## Iris dataset experimentation
The Iris dataset was used in R.A. Fisher's classic 1936 paper, The Use of Multiple Measurements in Taxonomic Problems, and can also be found on the UCI Machine Learning Repository.

It includes three iris species with 50 samples each as well as some properties about each flower. One flower species is linearly separable from the other two, but the other two are not linearly separable from each other.

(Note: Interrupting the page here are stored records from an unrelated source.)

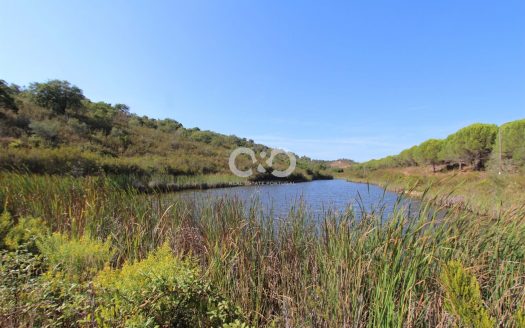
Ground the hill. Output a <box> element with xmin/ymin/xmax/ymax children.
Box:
<box><xmin>0</xmin><ymin>80</ymin><xmax>332</xmax><ymax>180</ymax></box>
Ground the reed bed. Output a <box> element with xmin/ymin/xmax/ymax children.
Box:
<box><xmin>0</xmin><ymin>173</ymin><xmax>525</xmax><ymax>327</ymax></box>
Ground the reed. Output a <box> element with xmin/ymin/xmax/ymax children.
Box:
<box><xmin>0</xmin><ymin>173</ymin><xmax>525</xmax><ymax>327</ymax></box>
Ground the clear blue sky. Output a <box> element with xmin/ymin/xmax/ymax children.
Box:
<box><xmin>0</xmin><ymin>0</ymin><xmax>525</xmax><ymax>161</ymax></box>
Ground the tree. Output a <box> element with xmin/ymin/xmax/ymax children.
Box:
<box><xmin>0</xmin><ymin>80</ymin><xmax>18</xmax><ymax>112</ymax></box>
<box><xmin>501</xmin><ymin>120</ymin><xmax>525</xmax><ymax>165</ymax></box>
<box><xmin>415</xmin><ymin>139</ymin><xmax>444</xmax><ymax>173</ymax></box>
<box><xmin>29</xmin><ymin>80</ymin><xmax>84</xmax><ymax>115</ymax></box>
<box><xmin>443</xmin><ymin>123</ymin><xmax>498</xmax><ymax>170</ymax></box>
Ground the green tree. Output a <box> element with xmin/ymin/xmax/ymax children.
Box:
<box><xmin>415</xmin><ymin>139</ymin><xmax>444</xmax><ymax>173</ymax></box>
<box><xmin>29</xmin><ymin>80</ymin><xmax>84</xmax><ymax>115</ymax></box>
<box><xmin>498</xmin><ymin>120</ymin><xmax>525</xmax><ymax>165</ymax></box>
<box><xmin>0</xmin><ymin>80</ymin><xmax>18</xmax><ymax>112</ymax></box>
<box><xmin>442</xmin><ymin>123</ymin><xmax>498</xmax><ymax>170</ymax></box>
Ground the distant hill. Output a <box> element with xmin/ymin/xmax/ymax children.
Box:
<box><xmin>0</xmin><ymin>80</ymin><xmax>328</xmax><ymax>178</ymax></box>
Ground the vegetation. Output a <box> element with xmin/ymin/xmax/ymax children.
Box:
<box><xmin>0</xmin><ymin>173</ymin><xmax>525</xmax><ymax>327</ymax></box>
<box><xmin>349</xmin><ymin>120</ymin><xmax>525</xmax><ymax>172</ymax></box>
<box><xmin>0</xmin><ymin>80</ymin><xmax>332</xmax><ymax>184</ymax></box>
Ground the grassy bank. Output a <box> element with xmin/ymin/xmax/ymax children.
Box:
<box><xmin>0</xmin><ymin>174</ymin><xmax>525</xmax><ymax>327</ymax></box>
<box><xmin>338</xmin><ymin>167</ymin><xmax>525</xmax><ymax>216</ymax></box>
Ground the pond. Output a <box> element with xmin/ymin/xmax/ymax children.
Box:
<box><xmin>177</xmin><ymin>179</ymin><xmax>417</xmax><ymax>218</ymax></box>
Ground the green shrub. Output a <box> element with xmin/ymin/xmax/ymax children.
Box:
<box><xmin>4</xmin><ymin>217</ymin><xmax>49</xmax><ymax>252</ymax></box>
<box><xmin>441</xmin><ymin>261</ymin><xmax>496</xmax><ymax>328</ymax></box>
<box><xmin>0</xmin><ymin>209</ymin><xmax>13</xmax><ymax>249</ymax></box>
<box><xmin>94</xmin><ymin>245</ymin><xmax>244</xmax><ymax>327</ymax></box>
<box><xmin>38</xmin><ymin>233</ymin><xmax>113</xmax><ymax>281</ymax></box>
<box><xmin>0</xmin><ymin>249</ymin><xmax>44</xmax><ymax>327</ymax></box>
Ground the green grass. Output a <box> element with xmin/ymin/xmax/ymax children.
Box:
<box><xmin>0</xmin><ymin>174</ymin><xmax>525</xmax><ymax>327</ymax></box>
<box><xmin>339</xmin><ymin>167</ymin><xmax>525</xmax><ymax>216</ymax></box>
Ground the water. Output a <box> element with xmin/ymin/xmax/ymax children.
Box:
<box><xmin>174</xmin><ymin>179</ymin><xmax>415</xmax><ymax>218</ymax></box>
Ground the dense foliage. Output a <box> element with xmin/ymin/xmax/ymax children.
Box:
<box><xmin>353</xmin><ymin>120</ymin><xmax>525</xmax><ymax>172</ymax></box>
<box><xmin>0</xmin><ymin>173</ymin><xmax>525</xmax><ymax>327</ymax></box>
<box><xmin>0</xmin><ymin>80</ymin><xmax>323</xmax><ymax>182</ymax></box>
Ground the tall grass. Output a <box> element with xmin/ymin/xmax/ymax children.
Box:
<box><xmin>0</xmin><ymin>174</ymin><xmax>525</xmax><ymax>327</ymax></box>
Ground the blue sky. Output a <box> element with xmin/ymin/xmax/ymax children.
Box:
<box><xmin>0</xmin><ymin>0</ymin><xmax>525</xmax><ymax>161</ymax></box>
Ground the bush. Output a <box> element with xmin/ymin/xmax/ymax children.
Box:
<box><xmin>38</xmin><ymin>233</ymin><xmax>113</xmax><ymax>281</ymax></box>
<box><xmin>94</xmin><ymin>245</ymin><xmax>245</xmax><ymax>327</ymax></box>
<box><xmin>441</xmin><ymin>261</ymin><xmax>495</xmax><ymax>328</ymax></box>
<box><xmin>0</xmin><ymin>249</ymin><xmax>43</xmax><ymax>327</ymax></box>
<box><xmin>4</xmin><ymin>217</ymin><xmax>49</xmax><ymax>253</ymax></box>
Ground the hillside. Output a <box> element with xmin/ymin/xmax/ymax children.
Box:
<box><xmin>0</xmin><ymin>80</ymin><xmax>332</xmax><ymax>180</ymax></box>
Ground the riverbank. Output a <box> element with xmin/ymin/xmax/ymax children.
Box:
<box><xmin>0</xmin><ymin>174</ymin><xmax>525</xmax><ymax>327</ymax></box>
<box><xmin>337</xmin><ymin>167</ymin><xmax>525</xmax><ymax>216</ymax></box>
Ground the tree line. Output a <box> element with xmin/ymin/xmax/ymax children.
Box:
<box><xmin>357</xmin><ymin>119</ymin><xmax>525</xmax><ymax>172</ymax></box>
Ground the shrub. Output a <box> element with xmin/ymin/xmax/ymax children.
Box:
<box><xmin>4</xmin><ymin>217</ymin><xmax>49</xmax><ymax>253</ymax></box>
<box><xmin>441</xmin><ymin>261</ymin><xmax>495</xmax><ymax>328</ymax></box>
<box><xmin>0</xmin><ymin>249</ymin><xmax>43</xmax><ymax>327</ymax></box>
<box><xmin>94</xmin><ymin>245</ymin><xmax>245</xmax><ymax>327</ymax></box>
<box><xmin>38</xmin><ymin>233</ymin><xmax>113</xmax><ymax>281</ymax></box>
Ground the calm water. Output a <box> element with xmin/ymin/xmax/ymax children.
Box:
<box><xmin>174</xmin><ymin>179</ymin><xmax>415</xmax><ymax>218</ymax></box>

https://www.geeksforgeeks.org/exploratory-data-analysis-on-iris-dataset/

In [None]:
# Step 1: Import Necessary Libraries
# Import libraries for data manipulation, visualization, and machine learning
import pandas as pd
import numpy as np
import matplotlib.pyplot as plt
import seaborn as sns
from sklearn.model_selection import train_test_split
from sklearn.preprocessing import StandardScaler
from sklearn.linear_model import LogisticRegression
from sklearn.metrics import accuracy_score, confusion_matrix, classification_report

# Step 0, download the data, could also be found at https://www.kaggle.com/datasets/uciml/iris
# Once this cell has been run, the below code could be deleted safely
from sklearn import datasets
# Load the IRIS dataset and print to csv
iris = datasets.load_iris()
iris_df = pd.DataFrame(data= np.c_[iris['data'], iris['target']],
                     columns= iris['feature_names'] + ['target'])
iris_df.columns = ['sepal_length', 'sepal_width', 'petal_length', 'petal_width', 'species']
iris_df.to_csv('iris.csv', index=False)
del iris_df

In [None]:
# Step 2: Load the IRIS Dataset
# Load the IRIS dataset from a CSV file (hint, use the pandas read_csv function)
# Create a DataFrame from the dataset

iris_df = pd.read_csv('iris.csv')
iris_df.head() # Display the first 5 rows of the dataset

### Step 3: Explore the Data

Get basic information and statistics about the dataset
- Use `.head()` to view the first few rows of the dataset
- Use `.info()` to understand the structure of the dataset (e.g., data types, missing values)
- Use `.describe()` to get summary statistics for each feature
- Use `iris_df["<col_name>"]` or `iris_df.col_name` to get a specific column of data (called a series in pandas)
  
Visualization
- Visualize the data using scatter plots to understand relationships between features
- Use matplotlib scatter plots to visualize relationships between specific features

In [None]:
# TODO: create plots of each features vs each other, colored by species. For instance, 
# this is a plot of sepal length vs sepal width:
plt.scatter(iris_df['sepal_length'], iris_df['sepal_width'], c=iris_df['species'])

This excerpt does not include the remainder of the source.